‘Claverhouse's sword (a strait cut-and-thrust blade) is in the possession
of Lord Woodhouselee. In Pennycuik-house is preserved the buff-coat,
which he wore at the battle of Killicrankie. The fatal shot-hole is
under the arm-pit, so that the ball must have been received while his
arm was raised to direct the pursuit However he came by his charm of
proof, he certainly had not worn the garment usually supposed to
confer that privilege, and which is called _the waistcoat of proof, or
of necessity. It was thus made: "On Christmas daie, at night, a thread
must be sponne of flax, by a little virgine girle, in the name of the
divell: and it must be by her woven, and also wrought with the needle.
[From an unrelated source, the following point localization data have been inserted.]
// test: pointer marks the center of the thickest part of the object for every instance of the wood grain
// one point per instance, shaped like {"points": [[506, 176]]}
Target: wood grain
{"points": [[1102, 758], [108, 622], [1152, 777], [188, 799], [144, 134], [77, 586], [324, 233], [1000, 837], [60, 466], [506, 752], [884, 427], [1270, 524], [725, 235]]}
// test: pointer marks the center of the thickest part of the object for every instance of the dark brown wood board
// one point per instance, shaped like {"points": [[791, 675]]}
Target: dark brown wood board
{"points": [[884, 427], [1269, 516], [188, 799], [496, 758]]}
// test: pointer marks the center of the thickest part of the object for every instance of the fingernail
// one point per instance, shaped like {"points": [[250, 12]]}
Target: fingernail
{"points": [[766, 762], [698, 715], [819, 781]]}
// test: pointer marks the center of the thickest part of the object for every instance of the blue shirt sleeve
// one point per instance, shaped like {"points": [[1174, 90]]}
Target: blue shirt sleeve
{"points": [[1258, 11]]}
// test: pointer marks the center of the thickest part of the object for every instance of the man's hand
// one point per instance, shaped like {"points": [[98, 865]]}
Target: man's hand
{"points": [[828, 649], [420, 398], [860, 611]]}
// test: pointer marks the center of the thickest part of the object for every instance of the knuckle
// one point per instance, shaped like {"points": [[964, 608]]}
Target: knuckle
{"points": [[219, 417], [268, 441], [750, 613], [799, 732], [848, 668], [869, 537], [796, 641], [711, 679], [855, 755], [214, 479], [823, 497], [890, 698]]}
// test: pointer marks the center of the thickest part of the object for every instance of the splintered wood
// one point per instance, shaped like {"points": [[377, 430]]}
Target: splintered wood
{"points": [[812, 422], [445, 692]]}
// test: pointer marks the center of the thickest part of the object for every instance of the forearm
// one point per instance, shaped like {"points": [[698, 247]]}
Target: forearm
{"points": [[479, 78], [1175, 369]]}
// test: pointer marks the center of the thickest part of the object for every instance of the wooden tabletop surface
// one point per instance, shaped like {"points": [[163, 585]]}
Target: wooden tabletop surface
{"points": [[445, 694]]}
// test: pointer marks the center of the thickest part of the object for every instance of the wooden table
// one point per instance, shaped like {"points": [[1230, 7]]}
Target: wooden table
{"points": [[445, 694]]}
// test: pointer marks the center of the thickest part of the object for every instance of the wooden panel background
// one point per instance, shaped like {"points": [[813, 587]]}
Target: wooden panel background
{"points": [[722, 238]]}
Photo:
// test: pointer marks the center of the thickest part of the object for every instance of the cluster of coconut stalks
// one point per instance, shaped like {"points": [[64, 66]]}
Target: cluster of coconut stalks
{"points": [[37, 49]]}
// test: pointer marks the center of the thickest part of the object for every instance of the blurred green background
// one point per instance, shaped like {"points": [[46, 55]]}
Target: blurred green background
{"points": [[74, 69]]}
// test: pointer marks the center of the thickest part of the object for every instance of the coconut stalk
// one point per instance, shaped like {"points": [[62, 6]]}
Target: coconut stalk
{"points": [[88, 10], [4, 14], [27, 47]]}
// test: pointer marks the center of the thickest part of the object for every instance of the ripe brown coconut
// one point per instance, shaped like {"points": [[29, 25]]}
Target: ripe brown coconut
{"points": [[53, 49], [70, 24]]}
In the breast, or forepart thereof, must be made with needle work, two
heads; on the head, at the right side, must be a hat and a long beard;
the left head must have on a crown, and it must be so horrible that it
maie resemble Belzebub; and on each side of the wastcote must be made a
crosse."--SCOTT'S _Discoverie of Witchcraft,_ p. 231.’
The notes to Sir Walter Scott’s “Minstrelsy of the Scottish Border" contain the note above, which references one of the outcomes of the Battle of Killiecrankie, which ended on July 27, 1689 – namely that John Graham of Claverhouse was fatally wounded. Despite the victory, Claverhouse’s death was a blow to the Jacobite cause.